Week 12: “The Smokehouse Boys”, poems for Week 12 and Yurok Tribe Official Website
Welcome to Week 12!
This discussion will give us an opportunity to thoughtfully analyze Shaunna McCovey’s poems in depth, and compare/contrast the readings with background contexts from the Yurok Tribe’s official website.
Learning Goal
Your posts for this discussion board will help to cultivate and direct an in-depth analysis of Shaunna McCovey’s poems with cultural and historical contexts.
Prompt
2 Initial posts are required for this discussion board. As indicated above, posts are due Sunday 4/21 by 11:59pm. 2 peer responses are due by Tuesday 4/23 by 11:59pm.
For reference, please refer to the Weekly Discussion Posts and Peer Responses Assignment Rubric, which is available on Canvas under “Assignment Rubrics”.
- Your first post should address each part of the prompt indicated below:
For this prompt, we’re going to do something a little different! This week, we will focus on Yurok history, and Yurok religious/spiritual practices. It is vital for us to begin the last section of this course, at the beginning, where it all began. As you view/read the materials listed below, please keep the poems assigned for this week in mind. Jot down any notes, or take mental notes, of what stands out to you, things you may have learned in school, may or may not have known, your reactions to the material, and any connections you can draw to the poems.
- Please view the maps of the Yurok Tribe’s Ancestral Territory, and The Yurok Reservation (from the Yurok Tribe’s official website).

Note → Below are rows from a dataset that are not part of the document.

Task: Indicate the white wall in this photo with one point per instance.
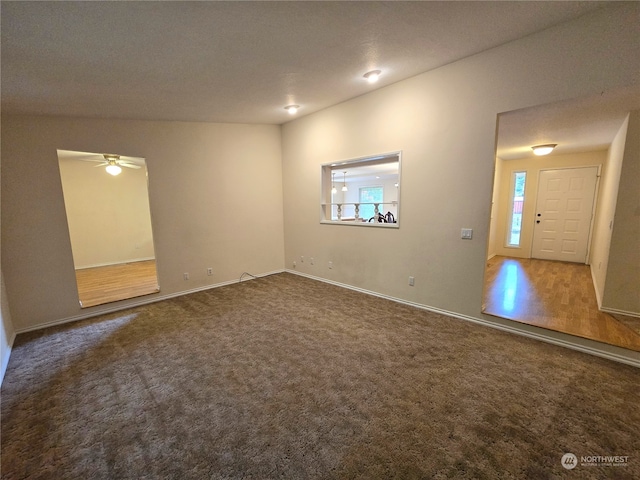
(444, 123)
(532, 166)
(215, 195)
(607, 199)
(108, 216)
(622, 286)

You will see the link on Canvas, under the McCovey/Smokehouse Boys module.
- Please also view the Yurok Tribe’s official website, and click on “About Us” at the top, then “Our History”. Read the “Our History” and “Today” sections carefully, keeping the poems assigned for this week in mind. When you are finished, you will see several sections/buttons under “Learn About Our History”.
- Please view/read the following sections: “Exploration and Settlement,” “Gold Rush in Yurok country”, “Treaty Negotiations”, “Revolts Against Settlers” and “Formation of Reservations”. These sections are very short 😀
In “Creation Story I”, McCovey states, “It began upriver/at Katamiin/where the people/danced themselves into existence. This is the first poem in the book, and it is grouped under the first section titled “Upriver: Where Love Begins”. “Katamiin” and “The Dance Dress” follow suit. In contrast, “Creation Story II”, “The Fast,” “Sweathouse Wood” and “Clearing the Camp” are grouped under the last section of her book, “Downriver: Where Love Begins Again.” In “Creation Story II,” McCovey states, “It began downriver/at Kenek/where the people/sang themselves into existence”.

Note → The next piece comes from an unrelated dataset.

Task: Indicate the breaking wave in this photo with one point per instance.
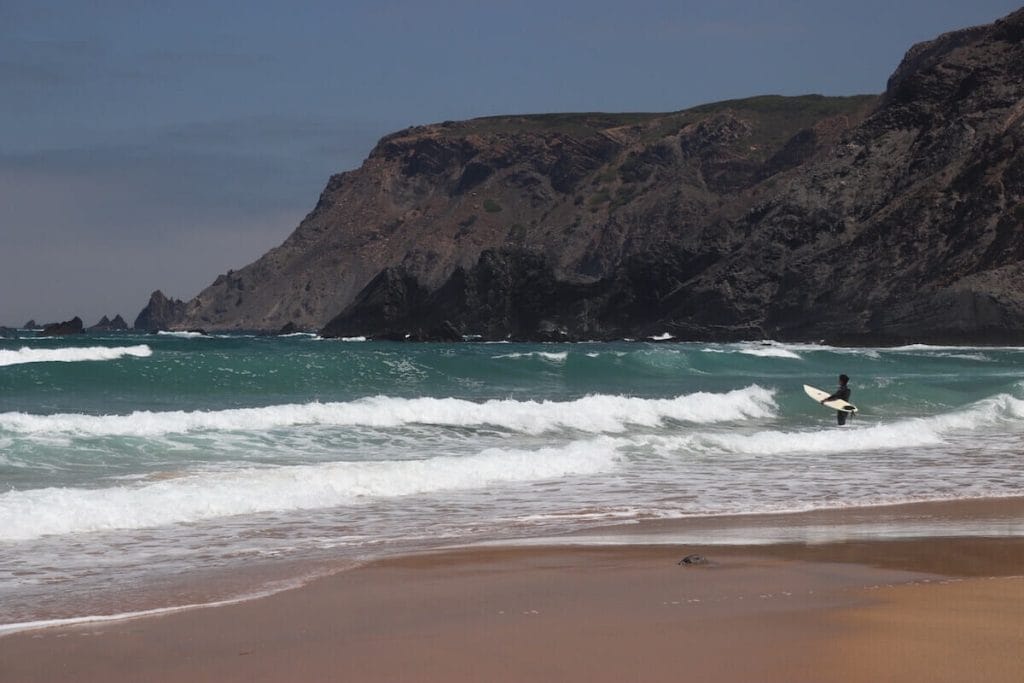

- Examine the Creation Story poems carefully (Creation Story I & II); paying attention to structure/form, rhythmic patterns, repetition, theme, word choice, narrative voice, tone. How are they similar? Different? b) In your opinion, what is the significance of the placement of these poems in the book (mentioned above), based on the Yurok history you learned about on the Yurok tribe’s website? Be sure to cite specific passages from the readings to develop and support your ideas.
- Your second post should also address each part of the prompt indicated below:
Please also view/read the following section: “Religion” on the Yurok tribe’s website as well, under “Learn More About Our History” (Again: very short!)

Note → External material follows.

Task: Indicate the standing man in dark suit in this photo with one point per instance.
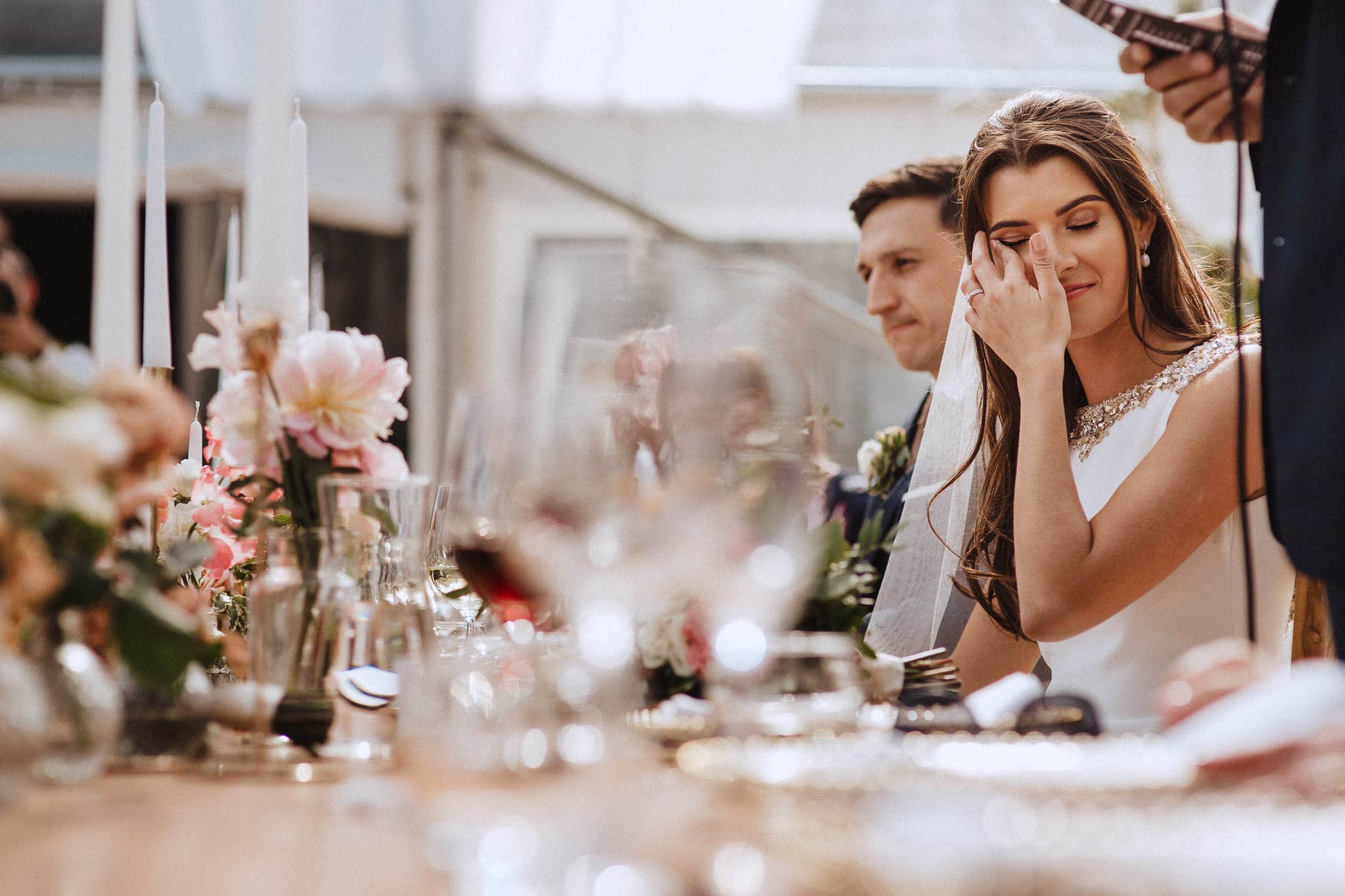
(1294, 120)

- With this section in mind, “Katamiin” (“the center of the world”) addresses the determination of the Yurok people to continue dancing despite the government’s efforts to ban ceremonies such as the Brush Dance, and despite efforts to acquire, destruct and reconstruct their sacred ancestral lands for other purposes. In “The Dance Dress”, the speaker of the poem is a ceremonial dancer. As McCovey writes “Through this lens”, what can we learn through this dancer’s perspective, about her experience being in ceremony, in that deep, spiritual state that transcends time and space? b) How does McCovey craft this poem so it captures the rhythms and feeling of a song and dance?